Skylar Messinger didn’t really change much from last season. He did improve his BB rate up to 11.59%, sneaking just above league average after hovering around 8.4% in 2019. But his power numbers fell (except for his HR rate because he hit 1 in 69 PA vs 2 in 239 in 2019) and his K rate remained where it was back in 2019.
His BABIP of 0.326 indicates that there’s no reprieve on the horizon for Messinger; his poor batting average is a product of his inability to hit the ball hard for hits. Despite being a junior, there aren’t many positive in Messinger’s profiles which bodes poorly for his future opportunities in baseball. It’s a pretty unremarkable profile and there’s not much to say about Messinger.

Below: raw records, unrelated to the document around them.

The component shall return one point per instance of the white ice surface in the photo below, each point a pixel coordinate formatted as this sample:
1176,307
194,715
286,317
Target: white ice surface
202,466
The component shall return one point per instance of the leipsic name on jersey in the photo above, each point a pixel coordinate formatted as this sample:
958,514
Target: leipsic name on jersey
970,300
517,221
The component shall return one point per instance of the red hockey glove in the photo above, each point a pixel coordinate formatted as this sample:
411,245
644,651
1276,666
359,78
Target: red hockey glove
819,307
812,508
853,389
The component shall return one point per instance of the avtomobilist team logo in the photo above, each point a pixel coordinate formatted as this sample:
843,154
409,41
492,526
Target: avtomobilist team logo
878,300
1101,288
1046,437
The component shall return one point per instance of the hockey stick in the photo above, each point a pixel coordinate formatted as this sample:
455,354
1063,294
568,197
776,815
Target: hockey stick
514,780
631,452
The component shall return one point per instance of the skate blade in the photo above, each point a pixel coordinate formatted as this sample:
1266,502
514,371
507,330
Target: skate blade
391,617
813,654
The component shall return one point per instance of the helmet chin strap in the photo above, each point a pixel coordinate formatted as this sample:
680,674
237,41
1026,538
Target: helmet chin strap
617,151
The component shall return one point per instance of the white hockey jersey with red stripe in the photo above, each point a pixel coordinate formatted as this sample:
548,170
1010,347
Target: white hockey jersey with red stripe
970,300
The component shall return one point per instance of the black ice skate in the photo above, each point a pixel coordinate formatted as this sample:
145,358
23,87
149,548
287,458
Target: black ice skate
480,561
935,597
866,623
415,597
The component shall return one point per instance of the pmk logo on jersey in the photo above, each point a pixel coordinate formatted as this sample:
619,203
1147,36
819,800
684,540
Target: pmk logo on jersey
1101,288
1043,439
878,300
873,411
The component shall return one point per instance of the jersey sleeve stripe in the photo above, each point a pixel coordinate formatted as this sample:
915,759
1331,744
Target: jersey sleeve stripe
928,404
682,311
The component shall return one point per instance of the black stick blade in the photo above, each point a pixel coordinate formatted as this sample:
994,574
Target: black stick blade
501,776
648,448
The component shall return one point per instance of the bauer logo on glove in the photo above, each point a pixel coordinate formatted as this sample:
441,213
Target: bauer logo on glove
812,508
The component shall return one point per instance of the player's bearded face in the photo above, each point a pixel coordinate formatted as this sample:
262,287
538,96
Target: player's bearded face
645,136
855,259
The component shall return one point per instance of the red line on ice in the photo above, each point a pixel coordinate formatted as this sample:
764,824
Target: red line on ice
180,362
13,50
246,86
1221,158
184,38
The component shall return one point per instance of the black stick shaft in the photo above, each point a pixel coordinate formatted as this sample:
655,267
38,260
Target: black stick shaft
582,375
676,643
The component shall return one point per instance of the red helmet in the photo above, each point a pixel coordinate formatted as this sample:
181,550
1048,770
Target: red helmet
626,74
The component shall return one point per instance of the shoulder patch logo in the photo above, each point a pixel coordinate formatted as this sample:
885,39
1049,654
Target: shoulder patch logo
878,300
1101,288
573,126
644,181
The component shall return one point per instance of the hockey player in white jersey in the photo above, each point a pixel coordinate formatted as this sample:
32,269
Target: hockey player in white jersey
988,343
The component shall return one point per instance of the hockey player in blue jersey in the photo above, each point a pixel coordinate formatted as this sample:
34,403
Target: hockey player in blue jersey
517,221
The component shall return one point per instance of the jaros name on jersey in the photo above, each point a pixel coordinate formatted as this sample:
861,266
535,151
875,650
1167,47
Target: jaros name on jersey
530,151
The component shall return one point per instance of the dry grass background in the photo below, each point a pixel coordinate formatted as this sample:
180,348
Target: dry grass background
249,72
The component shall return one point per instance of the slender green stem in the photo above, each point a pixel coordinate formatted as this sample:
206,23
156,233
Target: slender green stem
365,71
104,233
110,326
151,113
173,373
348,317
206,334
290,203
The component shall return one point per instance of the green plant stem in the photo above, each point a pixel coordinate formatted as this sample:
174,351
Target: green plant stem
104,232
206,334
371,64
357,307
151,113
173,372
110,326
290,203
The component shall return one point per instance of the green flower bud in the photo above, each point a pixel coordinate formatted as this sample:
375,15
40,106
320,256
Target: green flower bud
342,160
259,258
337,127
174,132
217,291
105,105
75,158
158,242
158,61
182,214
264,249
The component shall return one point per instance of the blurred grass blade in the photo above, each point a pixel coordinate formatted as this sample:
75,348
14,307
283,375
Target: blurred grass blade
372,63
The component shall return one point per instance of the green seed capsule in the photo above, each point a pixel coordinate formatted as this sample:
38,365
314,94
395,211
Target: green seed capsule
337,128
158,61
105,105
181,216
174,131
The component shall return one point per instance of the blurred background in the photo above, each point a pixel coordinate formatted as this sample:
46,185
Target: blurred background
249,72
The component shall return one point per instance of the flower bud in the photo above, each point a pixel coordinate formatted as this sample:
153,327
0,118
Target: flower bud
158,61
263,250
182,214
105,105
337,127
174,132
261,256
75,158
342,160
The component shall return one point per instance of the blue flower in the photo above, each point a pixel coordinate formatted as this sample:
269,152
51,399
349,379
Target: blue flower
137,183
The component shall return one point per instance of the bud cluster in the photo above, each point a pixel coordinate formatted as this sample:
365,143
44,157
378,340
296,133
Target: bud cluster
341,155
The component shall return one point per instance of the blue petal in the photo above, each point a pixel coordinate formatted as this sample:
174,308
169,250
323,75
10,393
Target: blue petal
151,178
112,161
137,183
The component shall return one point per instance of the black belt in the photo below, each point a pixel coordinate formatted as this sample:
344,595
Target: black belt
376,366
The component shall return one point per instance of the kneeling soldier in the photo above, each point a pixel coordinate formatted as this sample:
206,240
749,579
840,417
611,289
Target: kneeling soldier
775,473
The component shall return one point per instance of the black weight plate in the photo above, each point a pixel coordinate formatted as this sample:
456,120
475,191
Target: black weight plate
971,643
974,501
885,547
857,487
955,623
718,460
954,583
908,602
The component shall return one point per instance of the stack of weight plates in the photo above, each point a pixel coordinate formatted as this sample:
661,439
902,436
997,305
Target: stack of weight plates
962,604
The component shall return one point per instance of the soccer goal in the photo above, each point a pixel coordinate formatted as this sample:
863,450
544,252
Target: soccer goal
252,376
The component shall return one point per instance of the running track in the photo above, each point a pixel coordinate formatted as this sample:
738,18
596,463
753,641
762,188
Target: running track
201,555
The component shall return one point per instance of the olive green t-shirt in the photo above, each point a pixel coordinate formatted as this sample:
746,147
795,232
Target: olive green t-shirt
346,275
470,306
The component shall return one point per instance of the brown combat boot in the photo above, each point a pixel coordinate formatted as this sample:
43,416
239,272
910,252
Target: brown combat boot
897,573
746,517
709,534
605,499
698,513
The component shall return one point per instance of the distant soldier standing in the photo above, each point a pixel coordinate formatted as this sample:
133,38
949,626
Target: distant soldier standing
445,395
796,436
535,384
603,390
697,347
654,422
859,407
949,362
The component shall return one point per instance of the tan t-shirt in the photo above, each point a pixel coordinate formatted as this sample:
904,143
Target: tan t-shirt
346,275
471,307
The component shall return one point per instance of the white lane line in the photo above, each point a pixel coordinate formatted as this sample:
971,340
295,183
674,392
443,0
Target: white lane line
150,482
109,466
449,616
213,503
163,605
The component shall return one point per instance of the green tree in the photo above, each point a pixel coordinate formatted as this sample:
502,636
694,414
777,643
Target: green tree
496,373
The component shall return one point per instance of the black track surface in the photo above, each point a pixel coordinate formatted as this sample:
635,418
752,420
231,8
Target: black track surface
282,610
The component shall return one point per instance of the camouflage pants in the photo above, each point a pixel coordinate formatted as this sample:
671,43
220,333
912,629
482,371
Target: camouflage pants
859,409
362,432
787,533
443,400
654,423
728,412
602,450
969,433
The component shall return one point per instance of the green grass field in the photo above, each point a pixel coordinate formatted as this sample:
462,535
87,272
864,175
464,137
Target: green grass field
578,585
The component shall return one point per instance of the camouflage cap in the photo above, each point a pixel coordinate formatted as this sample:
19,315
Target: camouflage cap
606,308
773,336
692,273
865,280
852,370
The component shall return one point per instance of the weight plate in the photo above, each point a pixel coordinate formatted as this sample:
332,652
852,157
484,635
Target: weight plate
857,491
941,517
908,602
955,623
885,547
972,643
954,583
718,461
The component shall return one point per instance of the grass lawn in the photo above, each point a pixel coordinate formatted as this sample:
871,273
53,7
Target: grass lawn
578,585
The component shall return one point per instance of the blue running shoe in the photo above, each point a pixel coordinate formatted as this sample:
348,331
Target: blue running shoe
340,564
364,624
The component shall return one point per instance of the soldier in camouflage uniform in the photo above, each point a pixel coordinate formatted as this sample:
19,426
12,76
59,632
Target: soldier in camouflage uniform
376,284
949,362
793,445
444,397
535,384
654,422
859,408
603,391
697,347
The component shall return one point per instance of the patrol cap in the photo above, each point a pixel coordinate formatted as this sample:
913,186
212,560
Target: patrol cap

Zach Hanna is another Kansas hitter who just doesn’t really do anything notable, good or bad. Walks infrequently and strikes out a lot. That’s a bad combination. He doesn’t hit for power and doesn’t get hits. The BABIP of 0.286 is really low, but of course, so is his batting average of 0.213. There aren’t any positive signs in Hanna’s profile and as a Redshirt Senior, his season and likely his career ended on a downswing unless he returns for an extra year given the NCAA’s decision.